Munjal Showa has a ROE of 10%, based on the last twelve months. Another way to think of that is that for every ₹1 worth of equity in the company, it was able to earn ₹0.10.

Check out our latest analysis for Munjal Showa

How Do You Calculate Return On Equity?

The formula for ROE is:

Return on Equity = Net Profit ÷ Shareholders' Equity

Or for Munjal Showa:

10% = ₹626m ÷ ₹6.1b (Based on the trailing twelve months to March 2019.)

Most readers would understand what net profit is, but it’s worth explaining the concept of shareholders’ equity. It is all the money paid into the company from shareholders, plus any earnings retained. Shareholders' equity can be calculated by subtracting the total liabilities of the company from the total assets of the company.

What Does ROE Mean?

Return on Equity measures a company's profitability against the profit it has kept for the business (plus any capital injections). The 'return' is the amount earned after tax over the last twelve months. That means that the higher the ROE, the more profitable the company is. So, all else being equal, a high ROE is better than a low one. That means ROE can be used to compare two businesses.

Does Munjal Showa Have A Good Return On Equity?

By comparing a company's ROE with its industry average, we can get a quick measure of how good it is. However, this method is only useful as a rough check, because companies do differ quite a bit within the same industry classification. As shown in the graphic below, Munjal Showa has a lower ROE than the average (13%) in the Auto Components industry classification.

NSEI:MUNJALSHOW Past Revenue and Net Income, June 18th 2019
NSEI:MUNJALSHOW Past Revenue and Net Income, June 18th 2019

That's not what we like to see. We prefer it when the ROE of a company is above the industry average, but it's not the be-all and end-all if it is lower. Nonetheless, it could be useful to double-check if insiders have sold shares recently.

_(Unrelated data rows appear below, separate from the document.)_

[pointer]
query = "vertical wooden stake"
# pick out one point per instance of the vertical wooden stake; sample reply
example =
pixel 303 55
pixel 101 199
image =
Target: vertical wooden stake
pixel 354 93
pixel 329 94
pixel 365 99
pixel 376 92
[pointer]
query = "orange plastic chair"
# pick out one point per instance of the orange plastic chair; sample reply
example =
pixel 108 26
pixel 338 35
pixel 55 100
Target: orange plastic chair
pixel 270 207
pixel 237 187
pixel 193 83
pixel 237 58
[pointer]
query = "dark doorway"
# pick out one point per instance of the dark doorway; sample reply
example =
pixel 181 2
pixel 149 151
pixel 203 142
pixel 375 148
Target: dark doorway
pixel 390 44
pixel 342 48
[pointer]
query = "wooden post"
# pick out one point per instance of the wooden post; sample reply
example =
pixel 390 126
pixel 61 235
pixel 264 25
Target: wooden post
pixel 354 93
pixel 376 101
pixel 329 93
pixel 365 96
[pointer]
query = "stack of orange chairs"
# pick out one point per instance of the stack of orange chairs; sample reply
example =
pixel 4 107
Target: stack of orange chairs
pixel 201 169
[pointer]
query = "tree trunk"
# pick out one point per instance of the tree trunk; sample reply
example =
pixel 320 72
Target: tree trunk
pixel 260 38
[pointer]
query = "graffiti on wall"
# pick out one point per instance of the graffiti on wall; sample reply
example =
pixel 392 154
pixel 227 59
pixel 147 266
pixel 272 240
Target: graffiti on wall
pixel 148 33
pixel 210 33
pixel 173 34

The Importance Of Debt To Return On Equity

Most companies need money -- from somewhere -- to grow their profits. The cash for investment can come from prior year profits (retained earnings), issuing new shares, or borrowing. In the case of the first and second options, the ROE will reflect this use of cash, for growth. In the latter case, the use of debt will improve the returns, but will not change the equity. In this manner the use of debt will boost ROE, even though the core economics of the business stay the same.